Jokowi-Jusuf Kalla (JK) yang saat itu maju Pilpres, tegas menolak menambah porsi utang luar negeri, jika terpilih.
“Kita mau mandiri, sehingga segala bentuk proses pembangunan pendidikan, infrastruktur, harus menggunakan dana sendiri.”
“[Jokowi-JK] Menolak bentuk utang baru, supaya bisa mengurangi beban utang setiap tahun,” kata Tjahjo, 3 Juni 2014 silam.
Faktanya? Tidak demikian dengan catatan ekonom senior Indef [Institute for Develompent of Economic and Finance] Didik J Rachbini.
Utang di era Presiden Jokowi, tuturnya, naik hingga 150 persen.
“Pada waktu SBY, terakhir memimpin, beralih ke Jokowi, utangnya itu sekitar Rp2.700 triliun,” jelas Didik.
“Bu Sri Mulyani, kemarin melihat datanya sendiri, Rp6.336 triliun,” imbuhnya, Rabu (24/3/2021).
“Jadi, [naik] 150 persen, dalam waktu hanya 5-6 tahun. Utang selama puluhan tahun, di-by pass lebih dari dua kali lipat,” sambungnya lagi.
Selain itu, kata BEM Yarsi, dari tahun ke tahun, rasio utang Indonesia di era Jokowi, juga terus mengalami peningkatan.
Permasalahan HAM
Katanya, melalui Menko Polhukam, Jokowi, telah menugaskan agar penyelesaian masalah hak asasi manusia (HAM) masa lalu, terus berlanjut.
“Saya telah menugaskan agar penyelesaian masalah HAM masa lalu, terus dilanjutkan, dan hasilnya bisa diterima semua pihak, serta diterima dunia internasional.”

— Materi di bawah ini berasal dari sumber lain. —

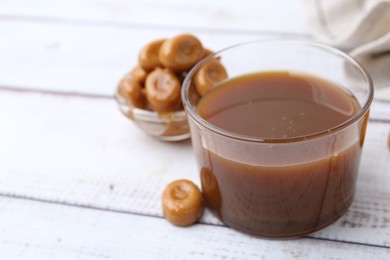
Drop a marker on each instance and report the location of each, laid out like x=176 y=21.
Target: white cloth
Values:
x=359 y=27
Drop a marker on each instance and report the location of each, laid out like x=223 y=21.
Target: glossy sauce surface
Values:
x=271 y=200
x=277 y=105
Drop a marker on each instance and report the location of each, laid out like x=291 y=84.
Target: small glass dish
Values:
x=167 y=126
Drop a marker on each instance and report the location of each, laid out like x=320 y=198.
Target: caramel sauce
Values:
x=264 y=196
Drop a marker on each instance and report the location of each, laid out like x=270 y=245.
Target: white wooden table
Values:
x=79 y=181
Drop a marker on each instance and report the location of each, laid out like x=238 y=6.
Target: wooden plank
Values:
x=201 y=15
x=82 y=151
x=61 y=232
x=82 y=58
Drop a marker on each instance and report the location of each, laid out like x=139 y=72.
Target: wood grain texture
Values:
x=82 y=58
x=82 y=151
x=202 y=15
x=34 y=230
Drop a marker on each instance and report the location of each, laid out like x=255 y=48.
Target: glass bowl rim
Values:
x=331 y=50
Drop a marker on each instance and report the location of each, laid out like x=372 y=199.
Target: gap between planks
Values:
x=24 y=198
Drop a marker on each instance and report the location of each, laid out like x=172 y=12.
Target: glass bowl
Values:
x=167 y=126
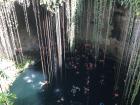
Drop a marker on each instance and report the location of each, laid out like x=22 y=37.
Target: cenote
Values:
x=69 y=52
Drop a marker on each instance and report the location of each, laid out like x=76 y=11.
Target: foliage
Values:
x=135 y=4
x=7 y=98
x=25 y=61
x=2 y=74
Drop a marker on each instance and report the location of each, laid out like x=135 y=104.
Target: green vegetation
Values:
x=135 y=4
x=24 y=64
x=2 y=74
x=7 y=98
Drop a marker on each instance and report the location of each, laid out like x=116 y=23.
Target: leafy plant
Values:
x=7 y=98
x=135 y=4
x=2 y=74
x=21 y=65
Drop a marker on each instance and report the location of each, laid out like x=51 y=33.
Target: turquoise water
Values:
x=27 y=87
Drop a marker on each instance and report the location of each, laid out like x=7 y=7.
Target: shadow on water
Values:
x=85 y=84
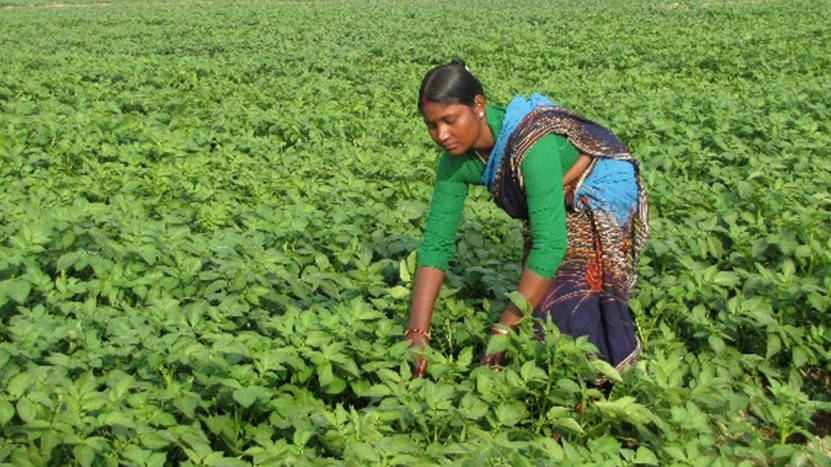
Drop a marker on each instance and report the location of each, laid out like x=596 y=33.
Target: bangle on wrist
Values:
x=417 y=331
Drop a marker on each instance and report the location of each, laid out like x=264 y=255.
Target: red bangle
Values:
x=417 y=331
x=500 y=330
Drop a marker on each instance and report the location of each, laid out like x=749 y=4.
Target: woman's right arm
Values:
x=428 y=281
x=452 y=176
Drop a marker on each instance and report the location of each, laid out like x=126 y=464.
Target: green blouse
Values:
x=542 y=169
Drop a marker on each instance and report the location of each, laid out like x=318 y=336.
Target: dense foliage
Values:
x=209 y=210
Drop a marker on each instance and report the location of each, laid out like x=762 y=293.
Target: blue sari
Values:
x=606 y=214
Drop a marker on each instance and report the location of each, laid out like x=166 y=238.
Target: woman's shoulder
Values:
x=464 y=168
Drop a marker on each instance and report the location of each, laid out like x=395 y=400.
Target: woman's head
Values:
x=452 y=104
x=451 y=83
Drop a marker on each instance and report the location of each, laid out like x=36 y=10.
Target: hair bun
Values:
x=458 y=61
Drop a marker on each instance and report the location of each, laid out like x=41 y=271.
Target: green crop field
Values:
x=209 y=211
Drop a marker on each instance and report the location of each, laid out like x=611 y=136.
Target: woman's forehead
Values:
x=432 y=111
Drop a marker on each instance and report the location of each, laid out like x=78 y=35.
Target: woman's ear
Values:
x=479 y=103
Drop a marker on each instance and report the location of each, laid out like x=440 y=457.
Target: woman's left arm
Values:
x=542 y=172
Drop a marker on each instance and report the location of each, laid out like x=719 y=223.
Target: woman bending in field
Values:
x=573 y=184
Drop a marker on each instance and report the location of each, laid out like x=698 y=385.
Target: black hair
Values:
x=451 y=83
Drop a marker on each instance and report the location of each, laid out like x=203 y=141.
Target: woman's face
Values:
x=455 y=127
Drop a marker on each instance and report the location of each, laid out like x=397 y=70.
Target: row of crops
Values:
x=209 y=210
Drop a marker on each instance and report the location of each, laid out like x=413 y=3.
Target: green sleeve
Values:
x=453 y=175
x=542 y=171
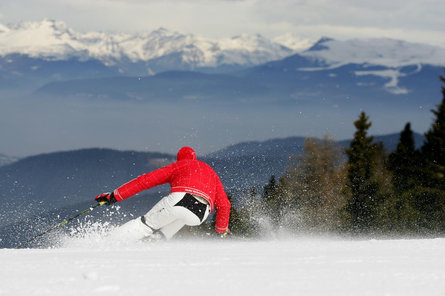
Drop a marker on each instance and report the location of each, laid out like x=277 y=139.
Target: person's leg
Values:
x=184 y=216
x=142 y=227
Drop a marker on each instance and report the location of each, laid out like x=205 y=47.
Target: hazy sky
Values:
x=412 y=20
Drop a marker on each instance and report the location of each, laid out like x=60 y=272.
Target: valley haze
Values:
x=158 y=91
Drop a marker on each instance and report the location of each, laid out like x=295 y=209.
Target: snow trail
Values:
x=228 y=267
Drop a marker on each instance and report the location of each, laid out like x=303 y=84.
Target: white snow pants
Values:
x=166 y=218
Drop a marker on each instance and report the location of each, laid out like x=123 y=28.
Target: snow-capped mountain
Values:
x=393 y=57
x=53 y=40
x=6 y=159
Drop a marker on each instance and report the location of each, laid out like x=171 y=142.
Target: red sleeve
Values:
x=223 y=206
x=144 y=182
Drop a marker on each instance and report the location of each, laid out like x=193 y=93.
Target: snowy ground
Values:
x=278 y=267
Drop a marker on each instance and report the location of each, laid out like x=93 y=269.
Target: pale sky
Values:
x=411 y=20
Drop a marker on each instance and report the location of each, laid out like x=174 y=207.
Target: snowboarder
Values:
x=195 y=191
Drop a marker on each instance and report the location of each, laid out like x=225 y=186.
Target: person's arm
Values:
x=143 y=182
x=222 y=205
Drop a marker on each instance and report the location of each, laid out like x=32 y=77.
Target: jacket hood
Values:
x=186 y=153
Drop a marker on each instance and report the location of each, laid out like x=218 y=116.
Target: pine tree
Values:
x=361 y=205
x=433 y=150
x=404 y=162
x=312 y=187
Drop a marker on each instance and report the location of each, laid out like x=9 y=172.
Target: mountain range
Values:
x=37 y=190
x=36 y=53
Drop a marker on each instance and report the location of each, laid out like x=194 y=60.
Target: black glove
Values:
x=106 y=198
x=226 y=234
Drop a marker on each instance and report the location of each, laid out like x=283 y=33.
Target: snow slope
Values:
x=276 y=267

Demikian kata Jokowi, di Hari HAM Sedunia, 10 Desember 2020 lalu, mengutip kanal YouTube Kemitraan Indonesia.
Faktanya? Permasalahan ini masih jauh dari kata selesai. Teranyar, pemerintah memang menerbitkan Peraturan Presiden 53/2021.
Namun, bagi Komisi untuk Orang Hilang dan Korban Tindak Kekerasan (Kontras), pemerintah tak serius menyelesaikan pelanggaran HAM masa lalu.
Rencana Aksi Nasional Hak Asasi Manusia (RANHAM) 2021-2025 yang terkandung dalam Perpres tersebut, mengalami kemunduran, dibanding RANHAM 2015-2019.
“KontraS menilai, RANHAM 2021-20215 ini mundur dari RANHAM sebelumnya,” kata Staf Divisi Advokasi Kontras Tioria Pretty, Kamis (24/6/2021).